From: Brian Milnes (brianmilnes_at_qwest.net)
Date: Wed Feb 11 2004 - 16:26:21 PST
Machine Independent Virtual Memory Management for Paged Uniprocessor and
Multiprocessor Architectures - Rashid et al
One of the Mach project's goals was to build a portable virtual memory
management system for both uniprocessors and multiprocessors. Mach provided
support for sparse address spaces, copy-on-write shared pages, memory mapped
files and user space backing stores which can perform their own paging.
The Mach virtual memory primitives allow the user to allocate/deallocate
virtual memory, set its protection and inheritance and create memory objects
that can be mapped into another process for communication.

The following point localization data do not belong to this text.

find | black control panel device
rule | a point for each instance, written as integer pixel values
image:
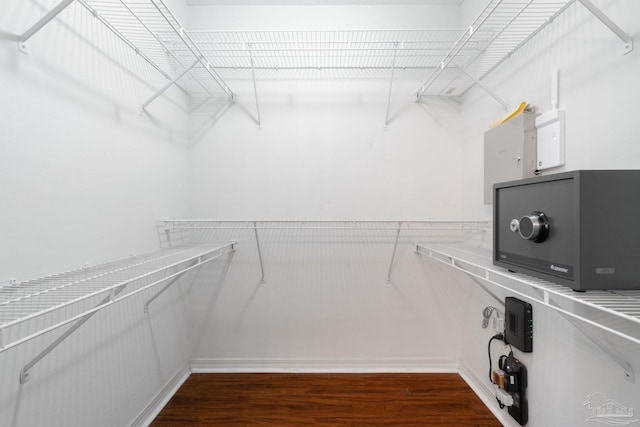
(516, 386)
(518, 324)
(576, 229)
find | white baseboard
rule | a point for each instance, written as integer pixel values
(486, 394)
(162, 398)
(317, 365)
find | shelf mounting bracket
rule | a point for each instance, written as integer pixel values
(255, 229)
(24, 373)
(393, 70)
(171, 282)
(485, 88)
(169, 84)
(393, 254)
(622, 35)
(22, 40)
(255, 88)
(629, 374)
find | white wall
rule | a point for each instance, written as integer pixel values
(597, 88)
(322, 153)
(83, 178)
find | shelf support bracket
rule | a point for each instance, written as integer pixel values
(393, 69)
(255, 229)
(171, 282)
(22, 40)
(24, 373)
(622, 35)
(255, 88)
(485, 88)
(629, 374)
(169, 84)
(393, 254)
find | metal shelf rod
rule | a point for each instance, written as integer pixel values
(169, 84)
(22, 40)
(110, 299)
(451, 261)
(95, 293)
(625, 37)
(199, 55)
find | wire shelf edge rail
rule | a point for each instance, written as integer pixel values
(459, 258)
(198, 256)
(227, 224)
(153, 32)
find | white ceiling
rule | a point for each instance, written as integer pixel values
(322, 2)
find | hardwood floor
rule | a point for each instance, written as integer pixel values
(325, 400)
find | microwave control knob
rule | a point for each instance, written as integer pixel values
(534, 227)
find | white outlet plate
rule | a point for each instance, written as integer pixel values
(550, 130)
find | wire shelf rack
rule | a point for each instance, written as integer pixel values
(200, 62)
(154, 33)
(70, 296)
(615, 312)
(500, 29)
(338, 49)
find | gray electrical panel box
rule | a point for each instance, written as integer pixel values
(509, 152)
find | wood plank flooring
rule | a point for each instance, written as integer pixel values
(325, 400)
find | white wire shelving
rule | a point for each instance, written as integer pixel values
(153, 32)
(615, 312)
(391, 232)
(40, 306)
(453, 60)
(498, 31)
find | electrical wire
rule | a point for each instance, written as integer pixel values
(486, 315)
(495, 337)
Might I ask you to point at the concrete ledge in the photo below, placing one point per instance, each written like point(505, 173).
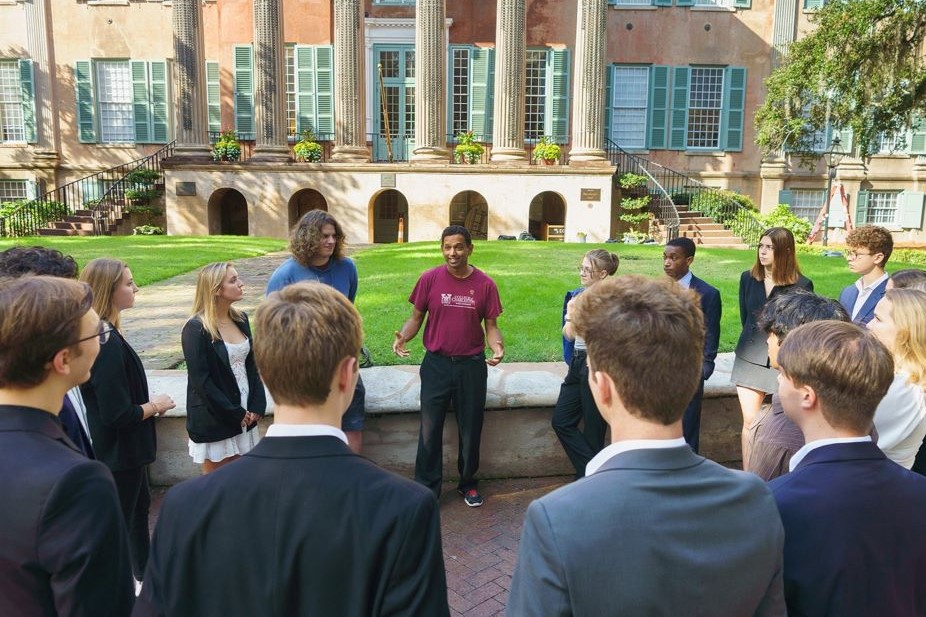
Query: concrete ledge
point(517, 440)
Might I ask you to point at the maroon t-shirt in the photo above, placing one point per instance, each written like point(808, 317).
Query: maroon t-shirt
point(455, 308)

Mach represents
this using a resident page table, an address map, memory objects and the
hardware specific page map (pmap).
The resident memory table is a linked list of boot time sized pages. The
address mapping is a sorted doubly linked list and is optimized for
allocation/deallocation, page faulting and protection changes. The memory
objects are representations of contiguous blocks of memory which can be read
or written and were reference count garbage collected. They have an
associated pager process which is called via messages to pager ports.
Memory sharing is implemented using shadow memory objects and memory
sharing maps. When a new copy on write page is created, it gets a shadow
memory object. When read write pages are shared they are managed using
memory sharing maps which are split and merged as pages are remapped. The
authors report that the most complex part of this is the handling of long
chains of shared memory objects.
The processor dependant memory management code is isolated in a single
module, pmap.c. The module acts as a cache for virtual to physical memory
translations for user processes as it can reconstruct this information from
the architecture independent information. The ports of this were pretty
cheap with only three weeks to boot it on each architecture.